Aug. 22, 2011 -- An experimental drug that has been shown to be effective in treating ovarian cancer in patients with BRCA1 or BRCA2 gene mutations also appears to work in some patients without the mutations.
The drug olaparib is one of several experimental treatments that block the activity of the protein PARP, which, like BRCA, is involved in DNA repair.
In earlier trials, PARP inhibitors have been shown to promote tumor cell death in breast and ovarian cancer patients with BRCA mutations by preventing the cells from repairing their DNA.

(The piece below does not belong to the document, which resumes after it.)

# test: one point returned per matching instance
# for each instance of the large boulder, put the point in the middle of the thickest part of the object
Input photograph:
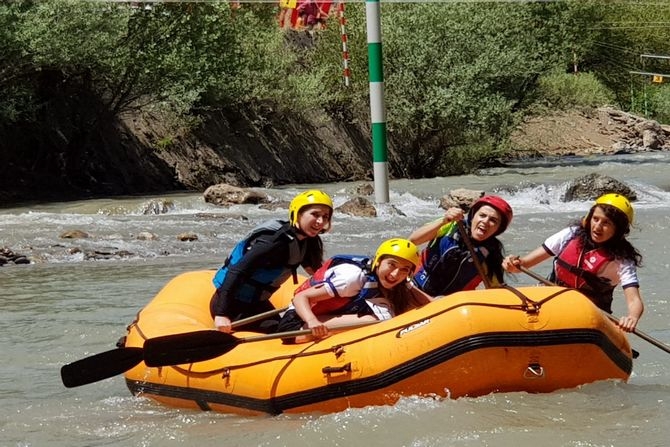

But the new study is the first to suggest the drugs may prove effective in a broader group of patients with non-inherited cancers who have few treatment options, lead researcher Karen Gelmon, MD, of Vancouver, Canada’s BC Cancer Agency tells WebMD.
Prior to entering the study, the patients had been treated with an average of three different chemotherapy regimens, and some had received as many as 10 different treatments.
Some of the patients carried the BRCA1 or BRCA2 mutations while others did not.
All of the patients were treated with 400 milligrams of olaparib twice a day for a month between July 2008 and September 2009. Side effects were described as well tolerated and included fatigue, nausea, vomiting, and decreased appetite.
Ovarian cancer patients who took part in the trial had high-grade serous tumors, which share similar traits to tumors in women with BRCA mutations.
After taking the experimental drug for four weeks, 41% of the ovarian cancer patients with BRCA mutations and 24% of those without a mutation showed substantial shrinkage in the size of their tumors.
No Activity in Triple-Negative Breast Cancers
Responses were not seen in breast cancer patients with triple-negative tumors -- tumors that do not respond to hormonal treatments or those targeting HER2 receptors.
While the response in these breast cancer patients was disappointing, the response in the ovarian cancer patients suggests that the drug may have a role in the treatment of patients without BRCA mutations, oncologist Melinda Telli, MD, tells WebMD.